Q. What does the Turbo Button do? I know the light goes off and on when I push it, but I don't see that it does anything.

A. The real name of the Turbo Button is the SLOW DOWN button, but I don't think that naming a button SLOW would sell many computers, so we call it the Turbo Button. When the button is in, and the light is on, the computer is running at it's normal speed. When you push the button and the light goes off, the machine slows down. Really old programs that have never been fixed for faster machines to run without tripping over their own feet used to need this. The Turbo button is often wired backwards. Here's how to check your machine. Make sure the Turbo light is on, then shut your computer off. Don't just reboot, but go all the way off. Then turn the computer back on and count the seconds it takes your computer to go through it's RAM count. Then toggle the Turbo light off, shut down and do the same test again. With the light off, the computer should function very slowly, and thus count the RAM slowly too. If that's how it works on your machine then you are wired right. Always run your machine in the Turbo mode.

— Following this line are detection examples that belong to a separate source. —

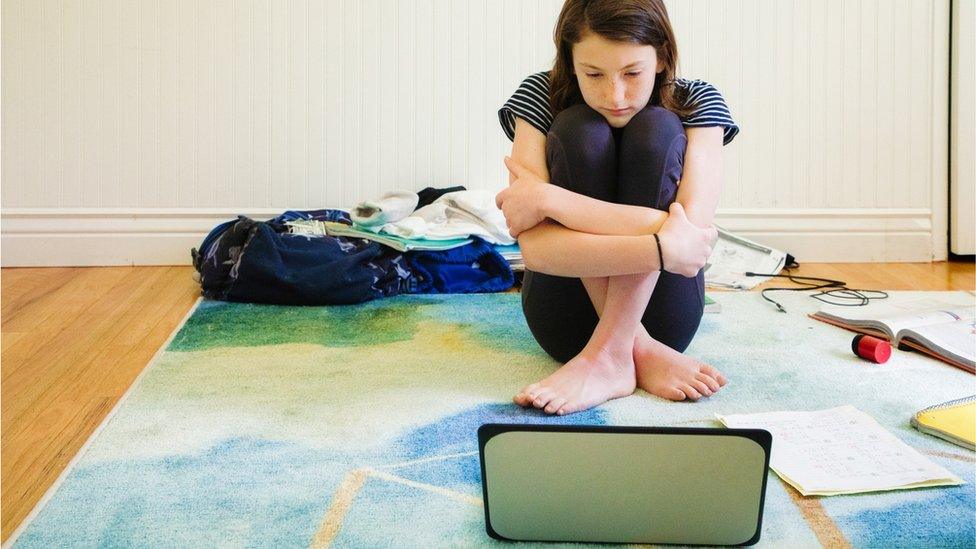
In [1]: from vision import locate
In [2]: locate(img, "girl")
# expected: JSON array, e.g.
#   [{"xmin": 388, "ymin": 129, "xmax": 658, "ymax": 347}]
[{"xmin": 496, "ymin": 0, "xmax": 738, "ymax": 415}]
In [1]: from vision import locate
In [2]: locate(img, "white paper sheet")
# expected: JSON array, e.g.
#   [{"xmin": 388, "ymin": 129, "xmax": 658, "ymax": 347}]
[{"xmin": 716, "ymin": 406, "xmax": 965, "ymax": 496}]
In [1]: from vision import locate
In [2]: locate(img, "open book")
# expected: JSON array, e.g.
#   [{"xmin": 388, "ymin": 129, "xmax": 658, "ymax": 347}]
[{"xmin": 810, "ymin": 292, "xmax": 976, "ymax": 374}]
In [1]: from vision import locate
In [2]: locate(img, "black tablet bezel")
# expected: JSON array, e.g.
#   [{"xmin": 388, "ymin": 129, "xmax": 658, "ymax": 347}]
[{"xmin": 478, "ymin": 423, "xmax": 773, "ymax": 547}]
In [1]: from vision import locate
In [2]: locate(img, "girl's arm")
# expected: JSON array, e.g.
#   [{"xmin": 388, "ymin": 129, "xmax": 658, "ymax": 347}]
[
  {"xmin": 506, "ymin": 118, "xmax": 723, "ymax": 236},
  {"xmin": 676, "ymin": 126, "xmax": 725, "ymax": 227},
  {"xmin": 499, "ymin": 119, "xmax": 714, "ymax": 277}
]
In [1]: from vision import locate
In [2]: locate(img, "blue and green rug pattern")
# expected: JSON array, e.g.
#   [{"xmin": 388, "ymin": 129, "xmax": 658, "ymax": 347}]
[{"xmin": 8, "ymin": 293, "xmax": 976, "ymax": 548}]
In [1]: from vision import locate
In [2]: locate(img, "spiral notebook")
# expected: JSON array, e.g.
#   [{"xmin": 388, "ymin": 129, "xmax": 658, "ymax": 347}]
[{"xmin": 912, "ymin": 395, "xmax": 976, "ymax": 451}]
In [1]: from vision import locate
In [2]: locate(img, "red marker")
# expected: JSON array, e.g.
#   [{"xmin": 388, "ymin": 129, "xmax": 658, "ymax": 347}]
[{"xmin": 851, "ymin": 335, "xmax": 891, "ymax": 364}]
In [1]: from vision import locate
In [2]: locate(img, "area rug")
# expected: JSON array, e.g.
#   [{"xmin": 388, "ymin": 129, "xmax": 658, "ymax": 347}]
[{"xmin": 8, "ymin": 293, "xmax": 976, "ymax": 548}]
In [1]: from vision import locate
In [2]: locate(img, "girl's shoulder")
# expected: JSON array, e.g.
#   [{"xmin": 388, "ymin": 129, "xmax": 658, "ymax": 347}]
[
  {"xmin": 516, "ymin": 71, "xmax": 550, "ymax": 97},
  {"xmin": 674, "ymin": 78, "xmax": 739, "ymax": 145}
]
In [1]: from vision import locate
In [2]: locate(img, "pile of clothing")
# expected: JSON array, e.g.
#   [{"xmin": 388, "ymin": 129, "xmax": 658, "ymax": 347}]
[{"xmin": 190, "ymin": 187, "xmax": 515, "ymax": 305}]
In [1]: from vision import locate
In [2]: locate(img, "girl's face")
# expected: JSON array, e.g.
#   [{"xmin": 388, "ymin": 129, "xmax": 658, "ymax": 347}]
[{"xmin": 573, "ymin": 32, "xmax": 664, "ymax": 128}]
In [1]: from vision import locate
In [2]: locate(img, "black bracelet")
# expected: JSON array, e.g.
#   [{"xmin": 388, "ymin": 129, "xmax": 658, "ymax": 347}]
[{"xmin": 654, "ymin": 233, "xmax": 664, "ymax": 271}]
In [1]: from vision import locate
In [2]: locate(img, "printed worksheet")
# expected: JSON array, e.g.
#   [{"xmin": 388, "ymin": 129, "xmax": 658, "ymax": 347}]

Q. I get all this e-mail since my Web Page went on line. I thought that would be great, but it's a lot of work answering them, and some of the questions are really dumb. What can I do? anonymous

A. E-mail is so easy that people use it more than regular mail (snail mail).Yet we can't really tell who will be a customer or not, so we have to answer them all! BUT... you don't have to write a new message for each person. The trick is to create the answers to all your common questions once, save them - then paste them into your e-mail responses.

Let's say you've received a message requesting a brochure - I know, they just saw all the same information on your Web Page, so why do they want a brochure? They don't. The typical net tourist is just smoozing around the internet, looking at this. It's great that your page caught their interest.They actually worked up enough motivation to actually click the e-mail button, but don't expect them to really figure out why they're writing to you.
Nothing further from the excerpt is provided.